Home > Data Warehouse, Modeling > Why Integer Keys are the Right Choice!

Why Integer Keys are the Right Choice!

The blog subject has come up a lot during my years of consulting. Source systems, traditionally composed of shoddy code and poor data modeling, will often use “natural keys”. Such keys can be of any data type, strings (CHAR/VARCHAR), DECIMAL, or other inefficient types. It is my claim that keys in a warehouse should always be integers and that it is not that difficult to implement proper keys. In this post, I will show you what the price is of using non-integer keys and let you be the judge of how much hardware you are willing to waste on making lazy key choices.

There are several reasons quoted for using non-integer keys in source systems:

One is the use of “intelligent keys”, keys containing some form of information about the entity they represent.

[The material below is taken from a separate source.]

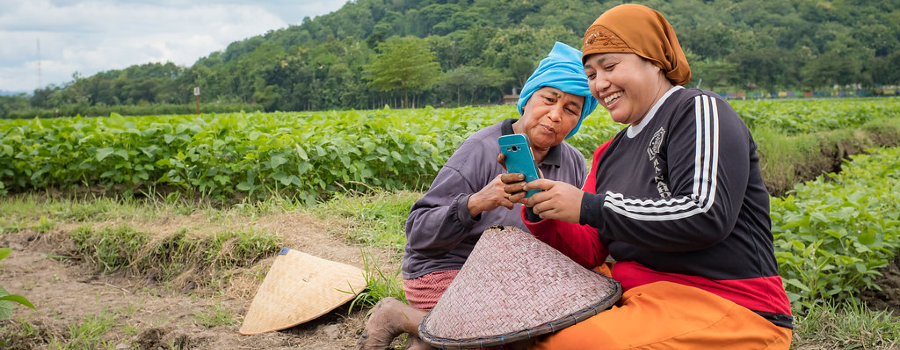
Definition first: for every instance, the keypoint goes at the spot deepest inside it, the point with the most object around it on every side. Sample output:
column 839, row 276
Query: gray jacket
column 440, row 232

I will give this choice the proper beating it deserves in a future post.

Another reason I hear is that character keys are “good enough”. A convenient choice has been made that makes the key easy to render. For example, they key may be stored as a zero-padded string of integers, instead of using a proper integer type. The fact that rendering choices are put into the database has its own problems of course – but if you read data off most ERP systems – chances are you are reading zero padded integers turned into strings.

Yet another reason quoted, is that the keys arrive to the warehouse from a master data management system. Why a master data system would ever spit out a non-integer key is a mystery to me – for reasons that I hope become obvious in my next post). But I have seen it happen, master data systems generating character keys.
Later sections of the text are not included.